2.      Kawasan budidaya, adalah wilayah yang ditetapkan dengan fungsi utama untuk dibudidayakan atas dasar kondisi dan potensi sumber daya alam, sumber daya manusia,  dan sumber daya buatan
c. Perencanaan Penggunaan Lahan
            Perencanaan peruntukan lahan untuk suatu fungsi tertentu dan besarnya volume kegiatan yang diijinkan di atas suatu lahan akan berbeda-beda pada setiap daerah kota sesuai dengan karakteristik kegiatan dan masalah yang berkaitan. Kenyataan ini mengarahkan bagaimana seharusnya suatu daerah dikembangkan  dan didefinisikan secara baik. Peruntukan penggunaan ruang atau lahan suatu tempat secara langsung disesuaikan dengan masalah-masalah yang terkait, dan bagaimana seharusnya suatu daerah atau zona dikembangkan.
            Shirvani (1985:9) menyimpulkan bahwa tata guna lahan perlu mempertimbangkan dua hal, yaitu pertimbangan segi umum dan aktifitas pejalan kaki (street level) yang akan menciptakan lingkungan yang lebih manusiawi. Selanjutnya dia mencontohkan dalam Urban Design Process, bahwa Kota Seattle dan Washington menggunakan istilah Floor Area Districts, yang didasarkan atas tata guna lahan khusus dan kondisi aksesibilitas di daerah tertentu, sehingga ketentuan mengenai tata guna lahan dapat disesuaikan langsung dengan masalah bagaimana seharusnya suatu daerah dikembangkan. Selanjutnya dikatakan bahwa land use planning merupakan proses alokasi sumber daya yang dilakukan sedemikian rupa, sehingga manfaatnya dapat dirasakan oleh seluruh lapisan masyarakat kota secara luas. Perencanaan ini berkaitan dengan land use policies yang akan menentukan hubungan antara rencana (plan) dan kebijaksanaan (policy). Suatu rencana tata guna lahan (land use plan) yang dibuat dalam kaitannya dengan land use policies akan menentukan hubungan antara rencana (plan) dan policy (kebijaksanaan) akan menentukan fungsi yang tepat dari suatu daerah tertentu.
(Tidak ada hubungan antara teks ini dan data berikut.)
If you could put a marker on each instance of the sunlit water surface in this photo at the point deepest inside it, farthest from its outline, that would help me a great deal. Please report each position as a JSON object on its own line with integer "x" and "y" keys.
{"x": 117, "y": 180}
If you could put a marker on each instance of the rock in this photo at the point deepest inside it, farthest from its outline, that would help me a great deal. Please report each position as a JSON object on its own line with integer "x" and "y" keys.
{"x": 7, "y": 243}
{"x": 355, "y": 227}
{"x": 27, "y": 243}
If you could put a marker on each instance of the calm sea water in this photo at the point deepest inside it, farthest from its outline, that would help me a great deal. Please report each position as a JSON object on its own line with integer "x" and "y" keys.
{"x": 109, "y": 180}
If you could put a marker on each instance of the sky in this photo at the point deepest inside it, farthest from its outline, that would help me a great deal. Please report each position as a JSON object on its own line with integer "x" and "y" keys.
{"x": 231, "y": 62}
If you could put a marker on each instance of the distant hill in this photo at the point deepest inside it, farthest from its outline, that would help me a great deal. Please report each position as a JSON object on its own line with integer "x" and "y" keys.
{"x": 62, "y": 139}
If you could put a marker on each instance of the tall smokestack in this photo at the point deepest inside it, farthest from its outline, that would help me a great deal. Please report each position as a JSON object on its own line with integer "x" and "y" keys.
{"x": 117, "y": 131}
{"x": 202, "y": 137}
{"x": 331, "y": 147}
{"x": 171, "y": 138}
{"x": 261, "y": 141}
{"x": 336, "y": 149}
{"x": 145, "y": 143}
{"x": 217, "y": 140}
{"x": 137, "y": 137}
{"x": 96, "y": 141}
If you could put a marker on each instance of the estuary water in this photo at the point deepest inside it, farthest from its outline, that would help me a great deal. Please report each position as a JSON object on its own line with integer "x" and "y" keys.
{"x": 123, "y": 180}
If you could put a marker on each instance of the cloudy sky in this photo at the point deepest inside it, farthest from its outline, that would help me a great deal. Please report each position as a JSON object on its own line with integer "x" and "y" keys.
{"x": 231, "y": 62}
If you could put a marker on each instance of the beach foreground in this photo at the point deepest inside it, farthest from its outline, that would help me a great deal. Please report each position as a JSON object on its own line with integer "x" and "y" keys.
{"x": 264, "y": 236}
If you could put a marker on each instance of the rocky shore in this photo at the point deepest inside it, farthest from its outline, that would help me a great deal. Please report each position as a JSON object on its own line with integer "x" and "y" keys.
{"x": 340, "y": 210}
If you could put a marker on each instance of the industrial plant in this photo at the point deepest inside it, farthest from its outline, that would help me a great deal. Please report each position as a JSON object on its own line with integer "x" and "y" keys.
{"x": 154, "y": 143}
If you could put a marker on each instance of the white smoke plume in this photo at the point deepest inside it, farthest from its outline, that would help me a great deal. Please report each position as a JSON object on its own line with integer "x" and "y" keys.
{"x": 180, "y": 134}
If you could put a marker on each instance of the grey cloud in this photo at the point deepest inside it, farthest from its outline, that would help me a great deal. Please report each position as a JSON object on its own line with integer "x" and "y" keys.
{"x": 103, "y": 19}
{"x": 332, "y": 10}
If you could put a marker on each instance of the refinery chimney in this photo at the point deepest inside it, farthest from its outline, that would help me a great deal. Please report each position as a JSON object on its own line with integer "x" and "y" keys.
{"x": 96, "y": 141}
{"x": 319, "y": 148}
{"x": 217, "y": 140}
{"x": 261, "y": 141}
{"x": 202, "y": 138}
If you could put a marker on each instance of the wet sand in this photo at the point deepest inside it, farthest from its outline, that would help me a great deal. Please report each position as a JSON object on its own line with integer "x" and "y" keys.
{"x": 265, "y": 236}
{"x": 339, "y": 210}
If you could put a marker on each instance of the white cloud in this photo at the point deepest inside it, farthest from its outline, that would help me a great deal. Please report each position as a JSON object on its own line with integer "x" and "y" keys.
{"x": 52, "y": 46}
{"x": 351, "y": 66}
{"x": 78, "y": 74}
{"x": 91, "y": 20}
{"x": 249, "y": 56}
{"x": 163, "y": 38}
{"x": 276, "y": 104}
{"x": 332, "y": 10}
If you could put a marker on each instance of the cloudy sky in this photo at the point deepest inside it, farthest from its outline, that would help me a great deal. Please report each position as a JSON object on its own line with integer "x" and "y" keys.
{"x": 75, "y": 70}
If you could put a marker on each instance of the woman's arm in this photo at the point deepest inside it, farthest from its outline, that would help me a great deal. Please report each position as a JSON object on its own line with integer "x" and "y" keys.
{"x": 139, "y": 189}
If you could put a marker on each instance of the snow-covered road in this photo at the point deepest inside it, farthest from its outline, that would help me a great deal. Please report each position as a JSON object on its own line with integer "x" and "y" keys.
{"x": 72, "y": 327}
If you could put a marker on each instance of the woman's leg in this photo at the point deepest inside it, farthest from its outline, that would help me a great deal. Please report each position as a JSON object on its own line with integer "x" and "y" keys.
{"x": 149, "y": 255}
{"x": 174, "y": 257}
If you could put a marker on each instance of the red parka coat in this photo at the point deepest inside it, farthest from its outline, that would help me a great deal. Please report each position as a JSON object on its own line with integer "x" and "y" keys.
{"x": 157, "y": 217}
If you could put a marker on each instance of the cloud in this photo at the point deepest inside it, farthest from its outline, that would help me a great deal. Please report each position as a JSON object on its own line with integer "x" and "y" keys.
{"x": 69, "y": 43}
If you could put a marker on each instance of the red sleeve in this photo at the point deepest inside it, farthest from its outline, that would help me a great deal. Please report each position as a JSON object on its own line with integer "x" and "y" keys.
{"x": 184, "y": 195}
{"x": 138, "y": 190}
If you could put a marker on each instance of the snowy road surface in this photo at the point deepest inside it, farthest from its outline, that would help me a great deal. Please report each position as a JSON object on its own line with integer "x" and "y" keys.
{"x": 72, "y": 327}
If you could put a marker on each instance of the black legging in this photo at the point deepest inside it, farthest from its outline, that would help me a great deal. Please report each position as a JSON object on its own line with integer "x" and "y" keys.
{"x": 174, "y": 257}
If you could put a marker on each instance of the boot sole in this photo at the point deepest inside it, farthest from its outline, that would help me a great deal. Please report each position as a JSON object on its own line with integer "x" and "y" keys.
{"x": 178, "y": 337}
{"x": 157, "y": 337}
            Catanesse (1988 : 281), mengatakan bahwa secara umum ada 4 (empat) kategori alat-alat perencanaan tata guna lahan, untuk melaksanakan rencana, yaitu:
1.      Penyediaan fasilitas umum
            Fasilitas umum diselenggarakan terutama melalui program perbaikan modal dengan cara melestarikan sejak dini menguasai lahan umum dan daerah milik jalan (damija).
2.      Peraturan-peraturan pembangunan
            Ordonansi yang mengatur pendaerahan (zoning), peraturan tentang pengaplingan, dan ketentuan-ketentuan hukum lain mengenai pembangunan, merupakan jaminan agar kegiatan pembangunan oleh sektor swasta mematuhi standar dan tidak menyimpang dari rencana tata guna lahan.
3.      Himbauan, kepemimpinan dan koordinasi
            Sekalipun agak lebih informal dari pada program perbaikan modal atau peraturan-peraturan pembangunan, hal ini dapat menjadi lebih efektif untuk menjamin agar gagasan-gagasan, data-data, informasi dan risat mengenai pertumbuhan dan perkembangan masyarakat daat masuk dalam pembuatan keputusan kalangan developer swasta dan juga instansi pemerintah yang melayani kepentingan umum.
4.      Rencana tata guna lahan
            Rencana saja sebenarnya sudah merupakan alat untuk melaksanakan kebijakan-kebijakan serta saran-saran yang dikandungnya selama itu semua terbuka dan tidak basi sebagai arahan yang secara terus-menerus untuk acuhan pengambilan keputusan baik kalangan pemerintah maupun swasta. Suatu cara untuk melaksanakan hal itu adalah dengan cara meninjau, menyusun dan mensyahkan kembali, rencana tersebut dari waktu ke waktu. Cara lain adalah dengan menciptakan rangkaian bekesinambungan antara rencana tersebut dengan perangkat-perangkat pelaksanaan untuk mewujudkan rencana tersebut.